The agricultural, industrial, and urban sources listed above are considered anthropogenic sources due to the influence of human activity. However, natural sources of nitrate exist as well. Processes like plant decay, decomposition of other organic material, and biological fixation of nitrogen gas can also contribute to nitrate levels.
Transport
Nitrate moves from land to water through three main processes: surface runoff, subsurface flow, and leaching. These contribute to nitrate in both surface water and groundwater. If a rain event occurs and the rainfall rate exceeds the soil’s ability to let water in, then surface runoff is produced because the soil can’t accept that much water at once. This runoff is called infiltration excess. Or, if the soil becomes saturated, then surface runoff will also be produced from the excess water. This runoff is called saturation excess. Subsurface flow is the transport of nitrate through the unsaturated zone. In this process, nitrate moves through soil pores due to a mixture of gravity and capillary forces (such as adhesion and cohesion). A heavy rainfall may also facilitate the leaching of nitrate by saturating the soil, causing nitrate to gravitate downwards. Leaching is primarily driven through advection (the bulk flow of water) and dispersion (the spread of a chemical). A visual of these three transport processes is shown below. Once nitrate enters the groundwater from leaching, it can then be transported to nearby surface water bodies through groundwater flow. These processes not only increase nitrogen levels in waterbodies, but they increase other pollutants such as phosphorus, pharmaceuticals, and pesticides.

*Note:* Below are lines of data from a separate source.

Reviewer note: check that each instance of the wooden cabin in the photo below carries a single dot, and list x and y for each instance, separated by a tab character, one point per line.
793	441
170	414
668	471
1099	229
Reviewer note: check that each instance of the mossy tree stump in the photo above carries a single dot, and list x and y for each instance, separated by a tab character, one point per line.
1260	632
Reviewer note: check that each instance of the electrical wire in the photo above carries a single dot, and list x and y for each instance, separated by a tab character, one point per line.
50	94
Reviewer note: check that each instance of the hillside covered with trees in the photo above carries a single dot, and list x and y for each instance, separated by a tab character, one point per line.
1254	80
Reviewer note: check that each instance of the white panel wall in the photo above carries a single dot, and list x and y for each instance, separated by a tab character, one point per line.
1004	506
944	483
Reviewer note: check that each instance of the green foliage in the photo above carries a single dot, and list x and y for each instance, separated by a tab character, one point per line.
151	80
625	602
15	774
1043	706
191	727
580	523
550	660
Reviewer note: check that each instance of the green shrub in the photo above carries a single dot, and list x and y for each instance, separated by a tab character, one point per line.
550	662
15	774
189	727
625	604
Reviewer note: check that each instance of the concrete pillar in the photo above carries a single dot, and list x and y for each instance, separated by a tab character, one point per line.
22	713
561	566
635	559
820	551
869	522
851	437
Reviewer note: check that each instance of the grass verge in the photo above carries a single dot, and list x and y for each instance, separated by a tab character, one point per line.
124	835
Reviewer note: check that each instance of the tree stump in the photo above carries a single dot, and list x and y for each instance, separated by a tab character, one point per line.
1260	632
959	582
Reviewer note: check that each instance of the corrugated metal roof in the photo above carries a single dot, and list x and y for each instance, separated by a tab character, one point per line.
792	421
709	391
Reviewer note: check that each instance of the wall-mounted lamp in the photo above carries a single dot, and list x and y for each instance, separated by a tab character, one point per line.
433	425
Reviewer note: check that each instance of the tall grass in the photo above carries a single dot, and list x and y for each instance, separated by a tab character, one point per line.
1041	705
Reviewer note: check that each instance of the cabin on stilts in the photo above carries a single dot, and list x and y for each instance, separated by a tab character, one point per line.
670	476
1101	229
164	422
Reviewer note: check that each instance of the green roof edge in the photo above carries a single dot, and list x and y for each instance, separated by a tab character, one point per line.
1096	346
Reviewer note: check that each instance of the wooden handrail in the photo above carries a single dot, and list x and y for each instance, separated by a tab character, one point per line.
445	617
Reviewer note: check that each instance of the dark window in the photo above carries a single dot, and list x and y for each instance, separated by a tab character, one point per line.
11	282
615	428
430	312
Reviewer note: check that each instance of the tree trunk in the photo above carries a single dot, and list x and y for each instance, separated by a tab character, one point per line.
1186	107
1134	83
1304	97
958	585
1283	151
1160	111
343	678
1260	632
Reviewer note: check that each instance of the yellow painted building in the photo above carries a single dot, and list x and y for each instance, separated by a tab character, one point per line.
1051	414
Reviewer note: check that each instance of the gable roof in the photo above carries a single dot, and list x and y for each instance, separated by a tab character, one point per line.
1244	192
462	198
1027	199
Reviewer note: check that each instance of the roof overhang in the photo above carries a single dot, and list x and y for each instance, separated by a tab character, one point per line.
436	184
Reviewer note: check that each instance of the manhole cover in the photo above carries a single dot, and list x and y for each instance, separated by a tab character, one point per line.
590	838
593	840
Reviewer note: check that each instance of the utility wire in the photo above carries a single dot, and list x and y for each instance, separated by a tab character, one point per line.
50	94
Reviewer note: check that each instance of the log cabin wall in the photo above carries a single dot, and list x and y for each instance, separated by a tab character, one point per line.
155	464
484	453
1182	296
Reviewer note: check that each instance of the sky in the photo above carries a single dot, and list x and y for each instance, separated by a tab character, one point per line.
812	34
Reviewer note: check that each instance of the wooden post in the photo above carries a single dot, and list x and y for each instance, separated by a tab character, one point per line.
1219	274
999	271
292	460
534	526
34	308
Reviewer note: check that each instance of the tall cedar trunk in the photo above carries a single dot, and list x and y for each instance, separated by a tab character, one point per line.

Managing Nitrogen Pollution
There are ways we can manage nitrogen’s impact in the environment depending on the source. In agriculture, there are best management practices (BMPs) that have been developed to reduce the load of nitrogen on watersheds. Some of these practices focus on limiting erosion like cover cropping to maintain soil cover or reducing tillage to limit soil disturbance. Practices that limit erosion such as these reduce the potential for surface runoff. Others rely on precision agriculture like optimizing nutrient applications or irrigation amount and frequency. This can help limit leaching by reducing excess fertilizer and water inputs. Landowners that have a stream on their property may also install a strip of vegetation along the streambank to prevent surface runoff and subsurface flow from entering a stream. This is called a riparian buffer zone. Industry has methods of reducing nitrogen through a biological process called denitrification. This is when microorganisms convert nitrate to nitrogen gas. This is a common practice in wastewater treatment facilities. In urban settings, stormwater basins are installed or wetlands are constructed to store runoff. These also reduce contaminants through plant uptake and facilitate denitrification. Or, urban systems can create more permeable surfaces like green roofs or permeable pavements to lower surface runoff.
Conclusion
Overall, while nitrogen is essential for life, there needs to be a balance between productivity and environmental protection to help sustain our ecosystem for the future. Awareness, education, and policy can help achieve this balance and ensure sustainable resource management.